J’en ai mais elles ne sont pas très développées. Il faut que je me trouve un moment calme sinon c’est impossible. Il faut investir de l’énergie, ce n’est pas seulement du travail, donc il faut s’y mettre en restant isolé des autres projets.
Vous avez un planning bien défini?
Non, parce qu’il y a toujours des compromis, ça ne dépend pas que de moi mais aussi des copains dessinateurs, de l’éditeur aussi.
En plus, vous êtes engagé sur des séries qui sont toujours très attendues, comme le retour de Corto Maltese présenté ici-même l’an dernier.

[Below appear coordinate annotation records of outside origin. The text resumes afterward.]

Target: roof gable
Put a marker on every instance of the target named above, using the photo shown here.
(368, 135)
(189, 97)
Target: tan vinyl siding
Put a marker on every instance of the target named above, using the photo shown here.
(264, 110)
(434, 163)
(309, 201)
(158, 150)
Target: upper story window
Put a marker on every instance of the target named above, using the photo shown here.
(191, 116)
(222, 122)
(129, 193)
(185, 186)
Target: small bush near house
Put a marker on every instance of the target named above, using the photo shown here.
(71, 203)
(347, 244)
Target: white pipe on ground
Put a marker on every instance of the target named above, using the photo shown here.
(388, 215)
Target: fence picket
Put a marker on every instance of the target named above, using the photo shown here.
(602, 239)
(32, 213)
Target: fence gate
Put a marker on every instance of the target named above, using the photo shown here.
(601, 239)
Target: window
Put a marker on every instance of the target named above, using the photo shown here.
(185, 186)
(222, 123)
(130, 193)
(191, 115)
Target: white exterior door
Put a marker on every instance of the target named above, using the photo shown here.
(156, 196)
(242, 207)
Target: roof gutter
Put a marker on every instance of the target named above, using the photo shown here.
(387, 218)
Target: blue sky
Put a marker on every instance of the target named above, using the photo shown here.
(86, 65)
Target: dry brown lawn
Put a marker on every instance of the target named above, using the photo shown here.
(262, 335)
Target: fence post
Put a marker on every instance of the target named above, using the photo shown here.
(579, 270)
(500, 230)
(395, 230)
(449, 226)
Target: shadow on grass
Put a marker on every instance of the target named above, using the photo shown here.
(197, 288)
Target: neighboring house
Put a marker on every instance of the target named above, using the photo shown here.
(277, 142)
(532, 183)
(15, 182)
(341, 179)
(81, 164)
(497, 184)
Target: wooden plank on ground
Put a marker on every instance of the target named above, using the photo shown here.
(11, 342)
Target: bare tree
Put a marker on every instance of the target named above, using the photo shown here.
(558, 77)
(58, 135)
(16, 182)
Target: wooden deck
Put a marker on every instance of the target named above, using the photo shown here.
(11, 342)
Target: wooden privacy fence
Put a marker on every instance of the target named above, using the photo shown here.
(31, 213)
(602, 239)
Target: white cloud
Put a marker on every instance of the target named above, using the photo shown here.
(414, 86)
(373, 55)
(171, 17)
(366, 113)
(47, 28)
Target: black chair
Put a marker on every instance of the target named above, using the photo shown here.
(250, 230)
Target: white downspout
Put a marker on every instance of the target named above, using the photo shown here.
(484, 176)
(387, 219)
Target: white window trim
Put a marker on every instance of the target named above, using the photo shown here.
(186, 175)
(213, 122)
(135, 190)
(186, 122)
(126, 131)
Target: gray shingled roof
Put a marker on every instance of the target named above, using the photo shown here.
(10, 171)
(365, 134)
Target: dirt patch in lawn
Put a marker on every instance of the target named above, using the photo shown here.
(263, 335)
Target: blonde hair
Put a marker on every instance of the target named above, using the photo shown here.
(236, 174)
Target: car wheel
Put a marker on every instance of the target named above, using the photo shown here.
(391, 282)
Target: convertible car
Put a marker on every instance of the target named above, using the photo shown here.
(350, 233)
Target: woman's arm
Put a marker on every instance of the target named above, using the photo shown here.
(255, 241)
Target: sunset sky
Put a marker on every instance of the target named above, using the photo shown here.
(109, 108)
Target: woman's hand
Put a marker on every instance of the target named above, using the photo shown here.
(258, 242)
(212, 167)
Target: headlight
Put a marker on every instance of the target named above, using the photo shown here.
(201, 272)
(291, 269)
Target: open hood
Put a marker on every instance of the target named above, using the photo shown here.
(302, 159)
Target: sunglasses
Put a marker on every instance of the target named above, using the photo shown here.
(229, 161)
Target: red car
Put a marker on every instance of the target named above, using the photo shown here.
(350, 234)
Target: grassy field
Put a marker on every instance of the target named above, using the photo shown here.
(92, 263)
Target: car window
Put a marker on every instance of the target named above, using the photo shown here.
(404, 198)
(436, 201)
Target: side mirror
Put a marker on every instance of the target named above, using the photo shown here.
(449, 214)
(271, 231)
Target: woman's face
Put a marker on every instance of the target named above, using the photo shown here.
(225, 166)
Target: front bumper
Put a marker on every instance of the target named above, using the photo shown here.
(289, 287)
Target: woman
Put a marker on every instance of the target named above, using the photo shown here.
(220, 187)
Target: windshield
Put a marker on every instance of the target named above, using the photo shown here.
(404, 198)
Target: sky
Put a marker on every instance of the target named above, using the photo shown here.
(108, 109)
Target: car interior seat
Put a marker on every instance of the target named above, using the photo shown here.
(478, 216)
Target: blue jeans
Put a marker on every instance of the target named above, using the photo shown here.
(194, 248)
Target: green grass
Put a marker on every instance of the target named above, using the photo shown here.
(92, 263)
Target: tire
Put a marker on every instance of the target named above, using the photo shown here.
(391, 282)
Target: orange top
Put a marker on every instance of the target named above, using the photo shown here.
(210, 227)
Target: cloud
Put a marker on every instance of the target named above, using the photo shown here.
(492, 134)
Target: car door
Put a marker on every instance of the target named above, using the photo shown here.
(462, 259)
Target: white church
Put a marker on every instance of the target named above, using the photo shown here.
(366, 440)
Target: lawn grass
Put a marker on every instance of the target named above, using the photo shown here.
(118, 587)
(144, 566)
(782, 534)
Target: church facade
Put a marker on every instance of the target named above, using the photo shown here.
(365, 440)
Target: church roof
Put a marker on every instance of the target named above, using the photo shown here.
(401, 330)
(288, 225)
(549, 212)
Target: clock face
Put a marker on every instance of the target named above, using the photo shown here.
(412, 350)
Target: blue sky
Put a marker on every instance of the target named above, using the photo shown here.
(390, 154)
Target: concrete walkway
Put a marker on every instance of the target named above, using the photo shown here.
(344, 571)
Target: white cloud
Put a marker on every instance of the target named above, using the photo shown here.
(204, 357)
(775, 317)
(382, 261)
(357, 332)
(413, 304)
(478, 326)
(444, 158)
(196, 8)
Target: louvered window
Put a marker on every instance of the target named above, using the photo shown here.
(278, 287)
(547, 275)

C’est pour ça que je parle de priorités… c’est surtout un message pour les fans des Blacksad ! (rires) Tout ça donne une visibilité et c’est super. Mais en même temps c’est un travail à ajouter au dessin et à l’écriture. Par exemple, la tournée pour Corto est épuisante. Et ça a pris beaucoup de temps, ce sont des mois où tu dois beaucoup voyager et tout ça. Et faire un tel album, c’est compliqué.
Surtout qu’il doit y avoir un gros travail de recherche, ce n’est pas Madrid…
Si tu imaginais toute la documentation… c’est un sacré boulot !
Alors bonne continuation et merci !
Propos recueillis par Arnaud Gueury.
Interview réalisée le 29 octobre 2016.